Один из гумункулов, раздутый до неприличных размеров, бросается в атаку. Его удаётся отбить — ударом ноги я выпинываю его прямо в стеклянную стену. Гумункул разбивает её и с глухим треском падает на арену. Внизу же Ледзор, облачённый в ледяной доспех, сражается с альвой-пацанкой.
Он явно старается не наносить смертельных ударов, выбирая аккуратные удары, чтобы не повредить её слишком сильно. Альва же, напротив, атакует с яростью, которая больше похожа на необузданную стихию. Её кислотный доспех пылает ядовито-зелёным светом, а в руках с бешеной скоростью появляются кислотные клинки, которые она меняет на лету.
В один из моментов ей удаётся выбить топор из рук Ледзора.
— Мороз на кости! — бормочет он, пятясь назад.
Теперь он использует магию льда, чтобы сдерживать её натиск. Замороженные шипы вырастают между ними, но альва, не сбавляя ярости, прорывается сквозь них. Натиск усиливается, ситуация накаляется с каждой секундой.
— Кто эта бешеная⁈ — рявкает Ледзор, уклоняясь от её очередного удара.
Я сам задаюсь этим вопросом, пока отбиваюсь от монахов. И тут замечаю, что Красивая исчезла из поля зрения. Это определённо нехорошо.

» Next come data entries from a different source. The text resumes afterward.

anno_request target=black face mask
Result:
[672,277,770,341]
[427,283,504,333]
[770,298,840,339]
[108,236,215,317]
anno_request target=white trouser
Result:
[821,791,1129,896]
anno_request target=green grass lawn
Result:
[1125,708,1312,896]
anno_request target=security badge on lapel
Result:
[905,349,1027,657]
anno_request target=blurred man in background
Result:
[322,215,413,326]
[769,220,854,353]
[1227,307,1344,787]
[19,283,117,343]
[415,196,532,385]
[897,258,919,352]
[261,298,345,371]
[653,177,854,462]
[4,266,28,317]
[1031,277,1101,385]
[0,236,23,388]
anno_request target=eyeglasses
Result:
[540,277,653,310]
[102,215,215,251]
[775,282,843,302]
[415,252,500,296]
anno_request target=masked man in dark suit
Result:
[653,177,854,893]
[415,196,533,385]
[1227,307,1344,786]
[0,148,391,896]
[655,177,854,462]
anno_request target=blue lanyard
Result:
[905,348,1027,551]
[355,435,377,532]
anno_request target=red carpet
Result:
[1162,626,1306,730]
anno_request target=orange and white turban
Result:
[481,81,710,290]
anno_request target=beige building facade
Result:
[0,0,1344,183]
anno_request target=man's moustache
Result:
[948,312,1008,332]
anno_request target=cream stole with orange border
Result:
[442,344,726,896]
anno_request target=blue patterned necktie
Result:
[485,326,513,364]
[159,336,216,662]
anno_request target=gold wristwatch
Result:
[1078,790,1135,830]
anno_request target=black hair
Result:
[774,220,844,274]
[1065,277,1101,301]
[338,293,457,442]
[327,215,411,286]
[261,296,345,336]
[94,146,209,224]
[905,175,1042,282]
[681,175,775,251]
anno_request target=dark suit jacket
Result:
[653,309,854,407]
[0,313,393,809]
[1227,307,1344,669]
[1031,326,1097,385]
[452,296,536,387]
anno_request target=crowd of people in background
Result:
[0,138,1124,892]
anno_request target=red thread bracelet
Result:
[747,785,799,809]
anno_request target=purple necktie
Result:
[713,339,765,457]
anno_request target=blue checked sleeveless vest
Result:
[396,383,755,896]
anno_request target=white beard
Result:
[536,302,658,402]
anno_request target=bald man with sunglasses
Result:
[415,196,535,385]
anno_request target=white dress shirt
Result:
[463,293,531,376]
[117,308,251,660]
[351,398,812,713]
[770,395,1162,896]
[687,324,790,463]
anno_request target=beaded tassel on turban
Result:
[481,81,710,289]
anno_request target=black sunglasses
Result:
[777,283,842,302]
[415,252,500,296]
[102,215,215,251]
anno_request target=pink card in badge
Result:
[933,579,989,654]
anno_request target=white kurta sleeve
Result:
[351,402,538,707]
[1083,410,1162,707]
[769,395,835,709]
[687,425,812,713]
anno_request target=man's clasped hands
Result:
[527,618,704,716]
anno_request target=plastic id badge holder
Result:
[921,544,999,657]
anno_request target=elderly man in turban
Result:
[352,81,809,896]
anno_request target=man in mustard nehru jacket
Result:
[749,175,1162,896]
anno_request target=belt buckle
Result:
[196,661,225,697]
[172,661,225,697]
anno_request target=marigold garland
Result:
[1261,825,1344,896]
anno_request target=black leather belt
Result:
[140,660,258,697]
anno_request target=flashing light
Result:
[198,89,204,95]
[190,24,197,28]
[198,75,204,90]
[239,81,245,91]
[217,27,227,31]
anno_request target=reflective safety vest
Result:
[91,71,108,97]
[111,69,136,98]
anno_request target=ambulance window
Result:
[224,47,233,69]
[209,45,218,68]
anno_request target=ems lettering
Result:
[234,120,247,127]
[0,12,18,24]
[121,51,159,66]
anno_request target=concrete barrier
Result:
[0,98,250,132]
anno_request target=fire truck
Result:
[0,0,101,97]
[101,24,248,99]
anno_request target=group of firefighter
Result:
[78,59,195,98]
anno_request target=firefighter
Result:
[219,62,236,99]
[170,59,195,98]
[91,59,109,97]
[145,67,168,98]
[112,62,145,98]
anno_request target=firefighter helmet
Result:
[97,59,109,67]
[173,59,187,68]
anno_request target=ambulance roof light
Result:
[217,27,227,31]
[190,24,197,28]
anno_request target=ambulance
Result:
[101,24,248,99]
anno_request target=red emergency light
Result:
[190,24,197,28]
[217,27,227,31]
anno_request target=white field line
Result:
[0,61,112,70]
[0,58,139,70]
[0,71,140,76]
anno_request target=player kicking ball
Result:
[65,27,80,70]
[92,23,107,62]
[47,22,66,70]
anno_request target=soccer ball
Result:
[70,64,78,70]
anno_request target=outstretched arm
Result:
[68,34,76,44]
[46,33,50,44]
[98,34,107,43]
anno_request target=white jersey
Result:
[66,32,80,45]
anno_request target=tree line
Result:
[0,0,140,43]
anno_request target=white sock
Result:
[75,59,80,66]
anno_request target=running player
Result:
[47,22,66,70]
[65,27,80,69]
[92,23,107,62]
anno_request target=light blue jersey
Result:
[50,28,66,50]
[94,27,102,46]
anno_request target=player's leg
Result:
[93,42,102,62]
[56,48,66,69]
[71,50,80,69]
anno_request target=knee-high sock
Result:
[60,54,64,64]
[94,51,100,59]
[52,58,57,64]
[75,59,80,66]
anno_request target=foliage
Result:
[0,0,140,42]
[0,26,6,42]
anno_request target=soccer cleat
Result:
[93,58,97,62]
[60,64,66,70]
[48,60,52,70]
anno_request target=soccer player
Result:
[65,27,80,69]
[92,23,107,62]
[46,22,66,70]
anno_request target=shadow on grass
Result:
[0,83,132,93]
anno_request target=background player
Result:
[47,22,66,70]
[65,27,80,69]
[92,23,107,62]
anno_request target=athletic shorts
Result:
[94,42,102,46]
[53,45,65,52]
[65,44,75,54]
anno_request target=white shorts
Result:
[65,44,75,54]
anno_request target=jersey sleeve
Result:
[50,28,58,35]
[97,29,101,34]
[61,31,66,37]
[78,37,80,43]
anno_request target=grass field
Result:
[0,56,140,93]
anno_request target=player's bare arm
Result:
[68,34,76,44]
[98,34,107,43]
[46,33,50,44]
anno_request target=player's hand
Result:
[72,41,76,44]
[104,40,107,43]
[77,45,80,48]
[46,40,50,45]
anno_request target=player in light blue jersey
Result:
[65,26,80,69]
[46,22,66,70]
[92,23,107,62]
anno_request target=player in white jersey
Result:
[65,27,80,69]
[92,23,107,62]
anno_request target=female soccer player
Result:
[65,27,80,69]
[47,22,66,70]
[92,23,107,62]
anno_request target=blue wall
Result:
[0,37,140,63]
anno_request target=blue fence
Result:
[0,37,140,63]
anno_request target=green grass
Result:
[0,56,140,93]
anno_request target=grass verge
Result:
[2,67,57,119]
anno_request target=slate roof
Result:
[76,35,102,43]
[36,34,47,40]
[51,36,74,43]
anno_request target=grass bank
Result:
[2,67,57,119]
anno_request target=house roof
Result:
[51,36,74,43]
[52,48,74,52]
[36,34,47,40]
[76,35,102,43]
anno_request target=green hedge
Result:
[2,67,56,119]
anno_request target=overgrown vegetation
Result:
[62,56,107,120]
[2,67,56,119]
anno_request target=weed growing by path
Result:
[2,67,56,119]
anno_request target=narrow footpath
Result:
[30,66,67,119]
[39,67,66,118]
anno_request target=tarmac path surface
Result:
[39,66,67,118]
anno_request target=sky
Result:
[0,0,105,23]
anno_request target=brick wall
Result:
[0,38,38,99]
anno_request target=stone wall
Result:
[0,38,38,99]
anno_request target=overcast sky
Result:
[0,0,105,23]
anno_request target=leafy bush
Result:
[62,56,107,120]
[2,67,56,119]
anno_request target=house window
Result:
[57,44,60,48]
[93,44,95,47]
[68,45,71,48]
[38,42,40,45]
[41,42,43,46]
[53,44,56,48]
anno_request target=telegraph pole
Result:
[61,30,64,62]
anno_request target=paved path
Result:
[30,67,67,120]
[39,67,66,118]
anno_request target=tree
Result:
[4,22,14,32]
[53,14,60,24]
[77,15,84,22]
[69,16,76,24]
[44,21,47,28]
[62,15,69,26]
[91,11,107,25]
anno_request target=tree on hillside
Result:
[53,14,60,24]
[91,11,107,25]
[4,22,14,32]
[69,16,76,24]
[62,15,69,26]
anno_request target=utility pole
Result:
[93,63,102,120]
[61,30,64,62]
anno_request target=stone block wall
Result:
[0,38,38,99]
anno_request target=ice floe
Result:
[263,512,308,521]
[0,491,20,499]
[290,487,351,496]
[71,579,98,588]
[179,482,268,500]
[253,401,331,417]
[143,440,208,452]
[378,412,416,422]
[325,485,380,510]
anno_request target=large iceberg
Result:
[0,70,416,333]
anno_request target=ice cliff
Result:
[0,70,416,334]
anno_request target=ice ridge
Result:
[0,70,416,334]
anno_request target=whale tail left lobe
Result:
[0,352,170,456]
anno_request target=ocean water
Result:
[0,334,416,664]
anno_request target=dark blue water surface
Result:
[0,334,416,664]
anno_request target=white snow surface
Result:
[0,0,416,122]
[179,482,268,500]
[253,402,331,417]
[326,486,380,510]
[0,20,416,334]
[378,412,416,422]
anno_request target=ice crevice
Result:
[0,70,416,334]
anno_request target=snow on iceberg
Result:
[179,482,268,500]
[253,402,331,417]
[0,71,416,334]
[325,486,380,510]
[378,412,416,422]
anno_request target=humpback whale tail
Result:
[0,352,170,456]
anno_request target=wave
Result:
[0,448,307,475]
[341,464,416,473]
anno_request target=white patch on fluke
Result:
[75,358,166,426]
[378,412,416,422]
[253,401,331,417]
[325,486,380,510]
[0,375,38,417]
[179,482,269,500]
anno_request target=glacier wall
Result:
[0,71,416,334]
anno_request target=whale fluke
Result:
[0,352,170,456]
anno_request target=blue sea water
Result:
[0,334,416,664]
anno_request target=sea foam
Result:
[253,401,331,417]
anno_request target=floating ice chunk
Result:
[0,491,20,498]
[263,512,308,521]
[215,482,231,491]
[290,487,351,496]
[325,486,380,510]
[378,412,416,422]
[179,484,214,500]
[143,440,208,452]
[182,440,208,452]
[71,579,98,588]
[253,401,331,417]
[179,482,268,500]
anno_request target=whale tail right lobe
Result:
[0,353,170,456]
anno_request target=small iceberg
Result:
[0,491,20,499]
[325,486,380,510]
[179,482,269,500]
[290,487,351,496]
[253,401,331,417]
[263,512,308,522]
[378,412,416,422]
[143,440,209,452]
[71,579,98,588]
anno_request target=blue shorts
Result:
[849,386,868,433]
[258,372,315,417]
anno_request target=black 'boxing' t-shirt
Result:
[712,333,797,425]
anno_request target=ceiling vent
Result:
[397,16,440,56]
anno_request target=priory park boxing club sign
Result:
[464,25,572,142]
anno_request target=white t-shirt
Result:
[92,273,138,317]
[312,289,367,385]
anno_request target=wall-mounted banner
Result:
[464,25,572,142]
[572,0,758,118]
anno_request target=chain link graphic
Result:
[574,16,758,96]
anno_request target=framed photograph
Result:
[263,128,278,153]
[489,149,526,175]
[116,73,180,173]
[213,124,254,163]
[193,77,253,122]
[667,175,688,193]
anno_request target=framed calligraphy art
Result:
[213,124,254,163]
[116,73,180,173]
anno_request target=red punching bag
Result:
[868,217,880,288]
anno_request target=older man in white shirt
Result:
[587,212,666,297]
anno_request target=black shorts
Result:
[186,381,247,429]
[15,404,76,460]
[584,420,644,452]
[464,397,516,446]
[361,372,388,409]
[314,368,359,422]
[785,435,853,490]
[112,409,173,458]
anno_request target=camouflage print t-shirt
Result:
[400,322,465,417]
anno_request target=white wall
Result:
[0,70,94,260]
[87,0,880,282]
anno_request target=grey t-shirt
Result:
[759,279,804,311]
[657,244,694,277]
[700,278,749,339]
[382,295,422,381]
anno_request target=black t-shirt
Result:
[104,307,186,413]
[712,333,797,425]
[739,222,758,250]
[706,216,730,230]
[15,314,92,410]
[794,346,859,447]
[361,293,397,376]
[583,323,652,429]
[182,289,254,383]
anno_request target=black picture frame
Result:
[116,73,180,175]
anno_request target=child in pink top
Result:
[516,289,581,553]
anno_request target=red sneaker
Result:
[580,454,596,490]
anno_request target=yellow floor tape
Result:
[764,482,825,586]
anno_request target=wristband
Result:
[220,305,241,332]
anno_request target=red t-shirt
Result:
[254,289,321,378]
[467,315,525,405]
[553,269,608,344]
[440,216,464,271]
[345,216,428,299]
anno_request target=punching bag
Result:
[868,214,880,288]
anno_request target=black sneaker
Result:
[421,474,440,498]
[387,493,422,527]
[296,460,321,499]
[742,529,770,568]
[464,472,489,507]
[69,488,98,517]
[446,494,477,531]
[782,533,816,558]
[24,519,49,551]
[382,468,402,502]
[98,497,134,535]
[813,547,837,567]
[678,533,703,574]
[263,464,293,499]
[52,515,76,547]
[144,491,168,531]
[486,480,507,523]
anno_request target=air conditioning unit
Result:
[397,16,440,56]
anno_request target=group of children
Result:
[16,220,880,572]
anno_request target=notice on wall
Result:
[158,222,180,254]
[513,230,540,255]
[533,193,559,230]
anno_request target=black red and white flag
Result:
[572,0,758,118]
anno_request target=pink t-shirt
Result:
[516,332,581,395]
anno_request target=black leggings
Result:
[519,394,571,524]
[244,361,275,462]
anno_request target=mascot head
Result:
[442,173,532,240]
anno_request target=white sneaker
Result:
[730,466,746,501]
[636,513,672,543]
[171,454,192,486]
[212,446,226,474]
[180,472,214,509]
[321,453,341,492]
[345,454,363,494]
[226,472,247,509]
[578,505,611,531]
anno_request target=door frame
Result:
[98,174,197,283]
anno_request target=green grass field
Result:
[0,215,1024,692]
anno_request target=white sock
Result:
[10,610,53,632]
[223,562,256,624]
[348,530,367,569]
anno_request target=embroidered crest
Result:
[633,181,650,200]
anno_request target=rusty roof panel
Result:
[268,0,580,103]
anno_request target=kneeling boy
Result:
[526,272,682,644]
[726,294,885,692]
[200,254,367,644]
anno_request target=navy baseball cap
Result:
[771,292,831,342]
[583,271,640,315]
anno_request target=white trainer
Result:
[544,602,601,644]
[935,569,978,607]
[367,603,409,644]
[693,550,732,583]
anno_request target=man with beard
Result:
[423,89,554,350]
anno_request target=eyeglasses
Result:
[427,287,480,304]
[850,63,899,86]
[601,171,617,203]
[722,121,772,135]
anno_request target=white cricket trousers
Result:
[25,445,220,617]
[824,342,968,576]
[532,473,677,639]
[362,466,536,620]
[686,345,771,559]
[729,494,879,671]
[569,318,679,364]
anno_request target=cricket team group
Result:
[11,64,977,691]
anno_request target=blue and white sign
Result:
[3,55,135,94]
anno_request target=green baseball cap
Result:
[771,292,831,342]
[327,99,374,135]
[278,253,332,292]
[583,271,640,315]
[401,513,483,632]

Уже собираюсь искать её ментальными щупальцами, как вдруг у самой арены замечаю неожиданную гостью.
Рядом с Ледзором появляется красивая рыжая девушка.
— Умница, — выдыхаю я, приятно удивлённый.
Девушка с грацией хищницы подхватывает выбитый топор и ловким движением бросает его Ледзору. Тот ловит оружие на лету и моментально переходит в наступление. Его удары становятся точными, а энергия возвращается с новой силой.
А рыжая девушка вновь превращается в тигрицу. Она издаёт низкое рычание и бросается на заглянувших на арену монахов.
— Сударыня, так держать, — говорю я по мыслеречи с лёгкой усмешкой, довольный её смекалкой. Красивая знает своё дело.
Тем временем бой на арене продолжается, а я сосредотачиваюсь на монахах. Они всё ещё пытаются сопротивляться, но их действия уже потеряли координацию. Один за другим они падают под моими атаками. Пси-гранаты, шары Тьмы, каменные пики — я выкладываюсь на полную.
Мои перепончатые пальцы! Какая отличная тренировка!
И вдруг сверху раздаётся гулкий треск. Потолок содрогается, будто мир вот-вот рухнет, а где-то вдалеке раскатывается оглушительный рёв линкоров Русского Царства. Их залпы звучат, как предупреждение всему живому: сопротивление бесполезно.
В этот момент связь со Светкой оживает:
— Даня, армия монахов и големов двинулась в сторону Северной Обители! Доходяги-гумнуколы проглотили наживку! Твой план сработал!
Я усмехаюсь, оглядывая разруху вокруг.
— Теперь скажи Владиславу Владимировичу, — произношу, глядя на трясущийся потомлок, — пусть возьмут все цели на мушку и не упустят никого.